“How many digital humanists does it take to change a lightbulb?”
“Yay, crowdsourcing!” — Melissa Terras
Crowdsourcing seems to be a favorite THATCamp session idea, appearing in at least half a dozen of the THATCamps held since 2008. Sessions I’ve participated in have developed from the basic “what is crowdsourcing” in 2009 to the more practical “how do you find and motivate volunteers” in 2011. At THATCamp AHA2012, however, we are fortunate to have campers who are experts at running crowdsourced projects, including Chris Lintott of GalaxyZoo, OldWeather and AncientLives and Jen Wolfe of the University of Iowa Civil War Diaries and Letters transcription project. Though both run popular projects, their implementation could not be more different: the Zooniverse team developed sophisticated crowdsourcing software themselves, while UIowa decided on a low-tech, partly-manual process to minimize the IT load on their team. I think that range of perspectives should lead to an interesting discussion, and hope that other campers who have experience with crowdsourcing or are just interested in the subject will join in.
Here are some questions that have been on my mind which might serve as conversation starters:
- Are some tasks inappropriate for volunteer crowdsourcing? Although it seems like people are willing to volunteer their time on the most obscure of subjects–including bugs and leaves–it still may not pay to invite volunteers to do data-entry on your institution’s old account books. Is it possible to predict in advance whether your material is suitable for the crowd?
- If a project won’t attract volunteer effort, might it still be worthwhile to use crowdsource-for-pay systems like Amazon’s Mechanical Turk or various freelancing sites? If so, how do you ensure accuracy? (One recent project introduced known bad data to transcripts before paying users to proofread and transcribed a 19th-century diary for thirty cents a page.)
- Volunteers seem to participate according to a power-law distribution in which a few users contribute the majority of the effort. (See the Transcribe Bentham leaderboard or the North American Bird Phenology Program’s top fifty transcribers chart for examples.)
- Is this something we should be concerned about or a phenomenon we should embrace?
- Do all projects demonstrate the same participation patterns? (My own small efforts have shown small-scale projects to be even more lop-sided than the large ones.)
- How do we find those few passionate volunteers?
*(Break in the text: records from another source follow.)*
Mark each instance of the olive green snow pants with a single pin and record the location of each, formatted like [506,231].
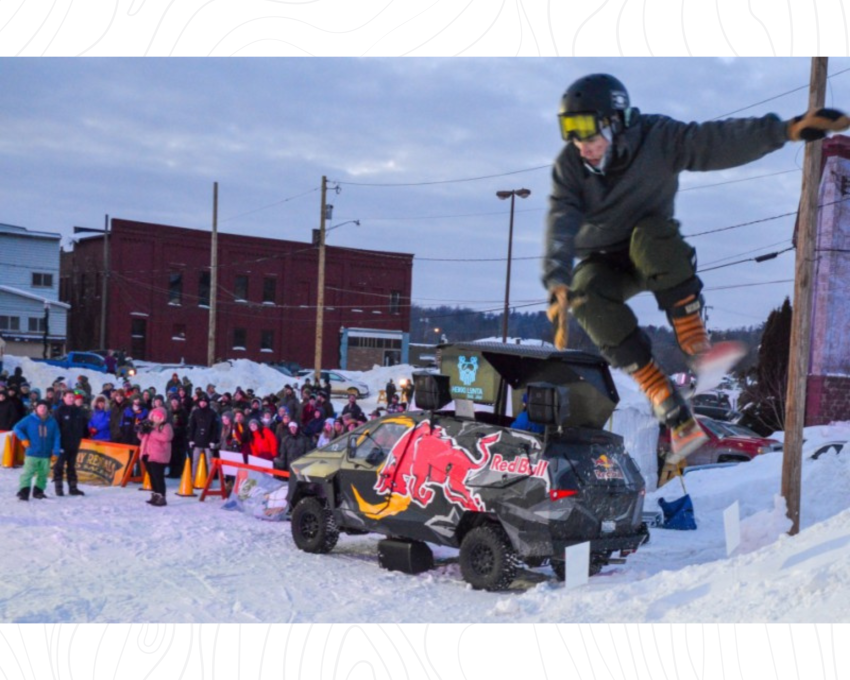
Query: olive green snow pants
[34,467]
[658,260]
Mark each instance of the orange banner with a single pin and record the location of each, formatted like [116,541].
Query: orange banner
[103,463]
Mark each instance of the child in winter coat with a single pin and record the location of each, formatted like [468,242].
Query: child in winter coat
[99,421]
[155,436]
[263,443]
[39,433]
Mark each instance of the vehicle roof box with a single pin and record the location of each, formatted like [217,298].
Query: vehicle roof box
[592,393]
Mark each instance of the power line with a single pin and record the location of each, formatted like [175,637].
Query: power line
[445,181]
[270,205]
[770,99]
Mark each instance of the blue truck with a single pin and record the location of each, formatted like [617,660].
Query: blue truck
[88,360]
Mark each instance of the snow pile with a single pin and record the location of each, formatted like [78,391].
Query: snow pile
[195,562]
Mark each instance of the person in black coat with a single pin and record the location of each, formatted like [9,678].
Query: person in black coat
[8,412]
[292,447]
[73,427]
[133,416]
[116,415]
[202,433]
[353,409]
[180,425]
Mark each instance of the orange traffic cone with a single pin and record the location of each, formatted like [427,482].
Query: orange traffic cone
[9,451]
[186,480]
[201,472]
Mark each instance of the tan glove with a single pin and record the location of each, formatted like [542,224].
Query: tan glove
[814,125]
[558,314]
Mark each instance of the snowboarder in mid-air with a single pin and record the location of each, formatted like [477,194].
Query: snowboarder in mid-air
[611,208]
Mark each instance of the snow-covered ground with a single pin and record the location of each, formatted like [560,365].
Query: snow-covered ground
[109,557]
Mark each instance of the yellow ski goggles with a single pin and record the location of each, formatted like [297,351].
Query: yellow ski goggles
[578,126]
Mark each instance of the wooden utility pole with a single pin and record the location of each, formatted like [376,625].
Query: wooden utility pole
[320,296]
[801,322]
[104,285]
[213,279]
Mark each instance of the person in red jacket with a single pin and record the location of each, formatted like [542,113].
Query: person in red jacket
[155,451]
[263,443]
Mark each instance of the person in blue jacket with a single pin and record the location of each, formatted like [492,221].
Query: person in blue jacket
[39,433]
[523,423]
[99,421]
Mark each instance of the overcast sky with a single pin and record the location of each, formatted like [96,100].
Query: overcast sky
[417,147]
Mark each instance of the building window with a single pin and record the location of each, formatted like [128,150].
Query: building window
[175,288]
[40,280]
[10,323]
[204,290]
[36,324]
[240,288]
[269,290]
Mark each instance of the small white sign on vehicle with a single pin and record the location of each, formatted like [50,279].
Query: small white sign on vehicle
[577,565]
[732,526]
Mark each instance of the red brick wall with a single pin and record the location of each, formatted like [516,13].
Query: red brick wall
[827,399]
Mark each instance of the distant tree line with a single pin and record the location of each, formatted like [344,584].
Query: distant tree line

Where does a small project find a target-rich environment for its outreach efforts?
- Is it important to provide users with context? Christine Madsen argues that libraries and archives should stop presenting entire manuscript pages to users, as this can make their tasks feel more like work. On the other hand, Andie Thomer and Rob Guralnick believe that context is an important tool for motivating volunteers and enabling accuracy.
I hope that my fellow campers will add their own questions to these in the comments to this post.